As the tax system changes, the underlying software has to change too – but it might be that care is needed in choosing the correct data entry fields.
An example – in reviewing a tax return this week, someone had picked up interest received from a building society statement - £240 - and entered it on the software – as net of tax, so it was grossed up to £300 with tax paid £60. Yes, the net interest is still applicable in some circumstances e.g. tax deducted on director’s loan interest paid by the taxpayer’s company, but bank and building society interest is now paid without tax. Therefore, the software does need to allow for this entry type.
The second problem was the state pension – a mistake often replicated by clients when supplying information to the agent. They had taken the amounts banked in the tax year, but this would have included a certain number of weeks at the previous year’s rate, so it would be understated. Another common mistake is to take the figure banked in one month and multiply by 12 – as it was assumed monthly, but it is in fact paid 4-weekly.
This information is sometimes available on the HMRC website for that client – but not always, and sometimes it is included in the PAYE coding notice, so there are other places to look, but again this is a training issue.

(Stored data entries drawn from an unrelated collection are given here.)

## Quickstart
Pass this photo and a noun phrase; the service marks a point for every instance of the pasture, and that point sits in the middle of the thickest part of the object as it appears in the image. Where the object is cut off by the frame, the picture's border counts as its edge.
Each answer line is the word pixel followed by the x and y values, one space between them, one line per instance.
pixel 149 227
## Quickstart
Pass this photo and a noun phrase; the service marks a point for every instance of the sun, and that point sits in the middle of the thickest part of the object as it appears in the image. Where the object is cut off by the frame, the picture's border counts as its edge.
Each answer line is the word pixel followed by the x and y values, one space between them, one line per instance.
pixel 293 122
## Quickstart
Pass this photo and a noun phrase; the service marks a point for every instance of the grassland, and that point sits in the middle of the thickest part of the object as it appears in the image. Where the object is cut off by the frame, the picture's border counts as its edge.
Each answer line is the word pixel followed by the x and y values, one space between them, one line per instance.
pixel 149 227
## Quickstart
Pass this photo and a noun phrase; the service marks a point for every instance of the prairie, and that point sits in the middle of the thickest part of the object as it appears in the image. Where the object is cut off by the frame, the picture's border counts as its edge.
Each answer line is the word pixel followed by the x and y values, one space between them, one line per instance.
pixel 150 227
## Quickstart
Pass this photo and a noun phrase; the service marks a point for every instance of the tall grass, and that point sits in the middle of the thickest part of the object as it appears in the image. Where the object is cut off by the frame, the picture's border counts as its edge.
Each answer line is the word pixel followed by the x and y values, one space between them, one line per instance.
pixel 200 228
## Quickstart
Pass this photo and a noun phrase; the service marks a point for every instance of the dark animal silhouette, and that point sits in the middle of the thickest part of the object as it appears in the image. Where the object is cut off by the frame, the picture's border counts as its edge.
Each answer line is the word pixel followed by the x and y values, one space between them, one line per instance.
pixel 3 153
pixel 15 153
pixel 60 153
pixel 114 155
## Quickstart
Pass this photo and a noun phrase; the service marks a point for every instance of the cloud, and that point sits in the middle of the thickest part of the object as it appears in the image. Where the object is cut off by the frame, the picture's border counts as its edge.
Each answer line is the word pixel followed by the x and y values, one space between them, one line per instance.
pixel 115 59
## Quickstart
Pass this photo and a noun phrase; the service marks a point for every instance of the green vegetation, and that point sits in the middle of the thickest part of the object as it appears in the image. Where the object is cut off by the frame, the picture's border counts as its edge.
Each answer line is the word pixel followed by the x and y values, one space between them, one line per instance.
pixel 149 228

When entering accounts information, this is often fired across by direct link to accounts software. The total capital expenditure on which capital allowances are claimed is often entered, and the tax software assumes 100% allowances. However, the tax calculation then needs running – are any of these allowances being wasted and should some be disclaimed? Has a loss been created and if so, can this be offset against other income of the year?
The latter is an example where tax knowledge is required – the others are examples of getting the figures right and in the correct places – and there is often an overlap.
Are there other areas on the tax return where you find figures incorrectly entered?
How do you train and educate entry level staff on tax software?